In September, Haugland shipped back out across the Pacific, spending weeks reporting from Pearl Harbor before moving on to follow the Army Air Forces as they worked their way toward Japan. On September 1, 1945, the day before the Japanese signed surrender documents aboard the USS Missouri in Tokyo Bay, Haugland visited a POW camp near Yokohama. His lengthy article recounts numerous stories of torture and degradation suffered by American prisoners.
Haugland returned to the U.S. in 1946 and became the AP's aviation editor five years later. He would maintain that position through his retirement in 1973, with his focus shifting in the late 1950s to coverage of the nascent U.S. space program.
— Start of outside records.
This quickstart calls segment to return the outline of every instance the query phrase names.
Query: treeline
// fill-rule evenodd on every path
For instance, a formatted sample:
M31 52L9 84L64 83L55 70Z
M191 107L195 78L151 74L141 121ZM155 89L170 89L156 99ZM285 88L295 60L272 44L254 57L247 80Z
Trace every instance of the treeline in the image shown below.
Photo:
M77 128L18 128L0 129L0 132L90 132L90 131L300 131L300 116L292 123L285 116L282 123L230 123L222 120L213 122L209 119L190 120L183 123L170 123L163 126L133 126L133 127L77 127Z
He was on hand for numerous critical moments in the program's history, reporting from Cape Canaveral and Navy recovery vessels in the Pacific alike. He was aboard the USS Iwo Jima in April 1970 when the ill-fated Apollo 13 mission ended with a safe splashdown for astronauts James Lovell, Fred Haise and Jack Swigert.
They were back from moments of extreme danger, from long hours of discomfort, chilled by cabin temperatures in the thirties, tired by the constant battle to keep their battered ship going.
Those trials began Monday night when an oxygen tank in their service module burst, exploding with it hopes for a lunar landing and putting the astronauts' lives in jeopardy.
But their safe return was as if the prayers of a planet were answered.
Along with his coverage of the space program, Haugland also wrote a pair of books about the American Eagle Squadrons that flew with the Royal Air Force from 1940-42.
He was attending an Eagle Squadrons reunion in Reno when he suffered a heart attack and died on September 15, 1984 at the age of 76.
Haugland had two more books in the works at the time of his death, and his wife Tess completed both of them.